I’m not so sure about that. When we compare medieval wealth inequality to now, it was worse back then. Ew, a link to Reddit, but it’s got good info.

Not saying we don’t need to fix things… we need to destroy even the concept of billionaires. While things are bad, and trending worse, they’re not yet “literally eat the rich” bad.

[–] Semjaza@lemmynsfw.com 6 points 1 month ago

Only when not looked at on a global scale (such as 1% owns 99% being assumed to be about the USA rather than global wealth). Mormengil's opening response is very feels over facts (also the claim that there was no state support for the poor can be technically true, but churches and local elite as well as royal dictat were often involved in poor relief and charity in the Middle Ages), the later response are better detailed.

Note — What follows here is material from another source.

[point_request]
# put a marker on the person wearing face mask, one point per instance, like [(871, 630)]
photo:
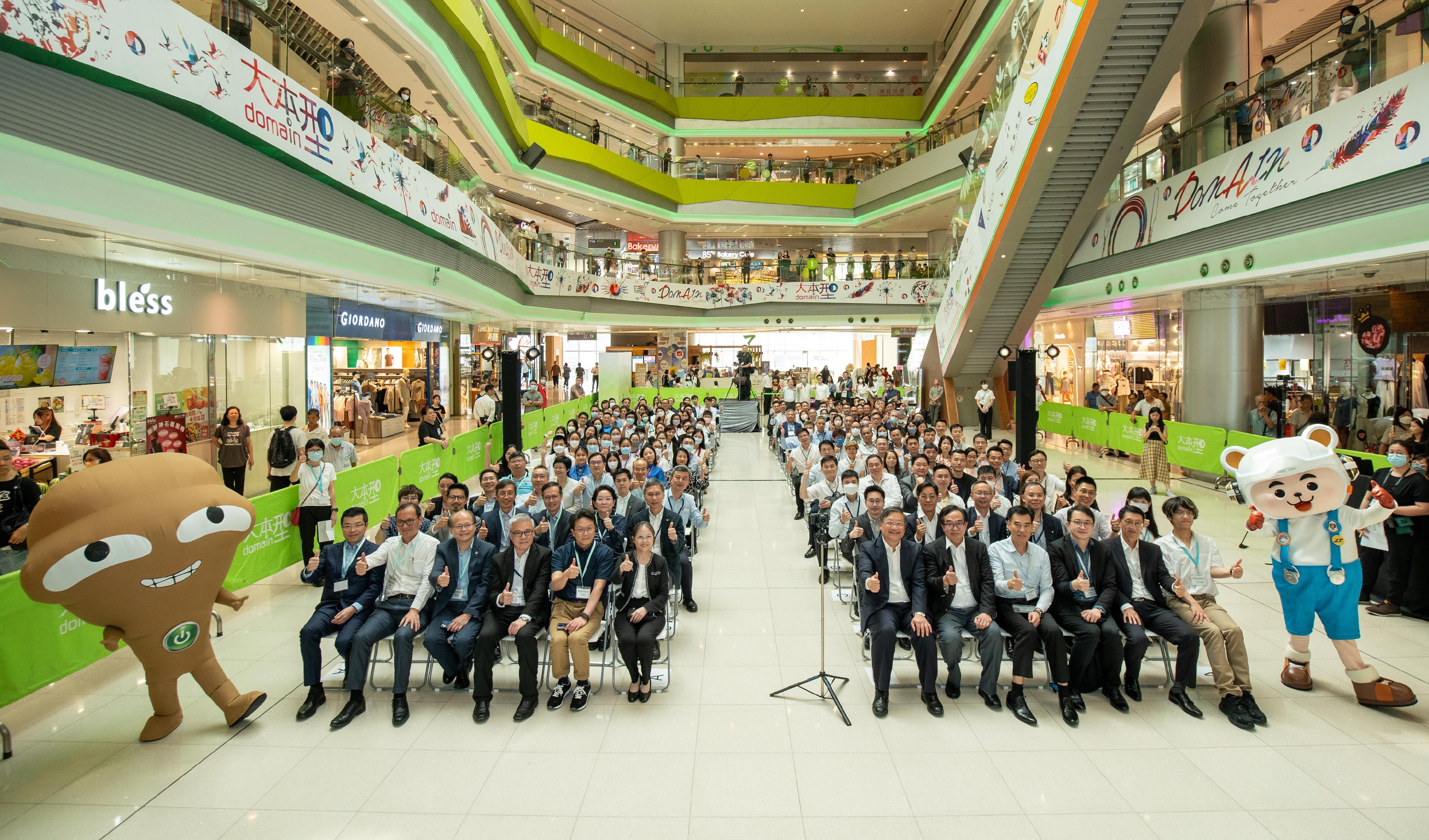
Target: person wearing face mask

And in the 1200s, global wealth inequality and access to food was for much of the world better or comparable to where it is now.

But global wealth inequality and access to food got worse after colonisation rearranged American and then African economies for European, and then USAian, benefit.

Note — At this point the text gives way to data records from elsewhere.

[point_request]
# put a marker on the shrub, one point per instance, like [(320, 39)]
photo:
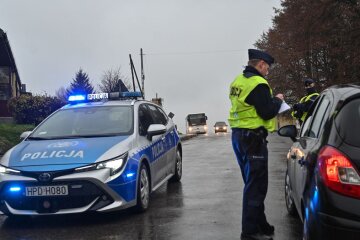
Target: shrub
[(27, 109)]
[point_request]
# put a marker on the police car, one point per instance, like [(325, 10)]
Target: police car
[(101, 155)]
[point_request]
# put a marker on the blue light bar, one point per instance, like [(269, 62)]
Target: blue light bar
[(130, 94), (130, 175), (15, 189), (76, 98)]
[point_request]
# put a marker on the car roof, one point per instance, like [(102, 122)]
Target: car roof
[(121, 102), (346, 90)]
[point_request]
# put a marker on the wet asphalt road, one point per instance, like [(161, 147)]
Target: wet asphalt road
[(205, 205)]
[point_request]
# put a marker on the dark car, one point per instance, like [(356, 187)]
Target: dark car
[(220, 127), (322, 183)]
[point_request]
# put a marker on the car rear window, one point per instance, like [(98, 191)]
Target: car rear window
[(347, 123)]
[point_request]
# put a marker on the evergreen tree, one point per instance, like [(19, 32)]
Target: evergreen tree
[(81, 84)]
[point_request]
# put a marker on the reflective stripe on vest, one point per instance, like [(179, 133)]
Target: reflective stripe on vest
[(243, 115)]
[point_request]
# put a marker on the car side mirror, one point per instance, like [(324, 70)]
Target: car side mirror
[(25, 135), (155, 129), (171, 115), (288, 131)]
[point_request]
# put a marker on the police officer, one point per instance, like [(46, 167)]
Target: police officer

AI is already filled with implicit bias towards the current status quo. It can be very tricky to get AI chatbots to give anything other than platitudes about inequality, and they're often very quick to try to shut down or redirect talk of system change. To think that they'll not reflect continued post colonial and extractivist systems of power seems, to me, shortsighted.

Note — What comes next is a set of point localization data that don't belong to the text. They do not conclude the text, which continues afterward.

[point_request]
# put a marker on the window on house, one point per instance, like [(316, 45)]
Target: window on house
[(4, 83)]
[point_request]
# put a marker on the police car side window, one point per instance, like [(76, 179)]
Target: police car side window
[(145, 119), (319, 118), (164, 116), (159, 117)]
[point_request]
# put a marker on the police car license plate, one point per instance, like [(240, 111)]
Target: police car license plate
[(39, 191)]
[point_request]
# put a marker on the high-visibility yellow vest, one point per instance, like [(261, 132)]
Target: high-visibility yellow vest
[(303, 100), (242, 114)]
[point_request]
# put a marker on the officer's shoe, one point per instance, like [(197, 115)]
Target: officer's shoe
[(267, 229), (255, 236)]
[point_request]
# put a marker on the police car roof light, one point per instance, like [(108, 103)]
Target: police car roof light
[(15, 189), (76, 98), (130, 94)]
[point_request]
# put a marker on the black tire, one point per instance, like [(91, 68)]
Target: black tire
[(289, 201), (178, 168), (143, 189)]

[–] Hegar@fedia.io 4 points 1 month ago

I'm not sure that link does have good info.

That's a 0 point comment on ask historians, from 11 years ago, with no sources listed, no details and little explanation. The follow-up comments have a little more info but only from 1870, and even then it's only talking about land not wealth. Also the only source linked is a NY Review of Books article that 404s.

I think it's fairly safe to assume that wealth inequality was lower before industrialization. That really supercharges the power of capital, encouraging and rewarding larger and larger accumulations of capital. Before that it's also much harder to get reliable data.

Aristotle in the politics mentions a plan to cap wealth inequality at 1:5. Once you have more than 5 times the poorest citizen, your wealth is redistributed. He thinks it too radical, but could you imagine anyone talking about capping CEO pay at 5 times the janitor? That's unthinkable to us.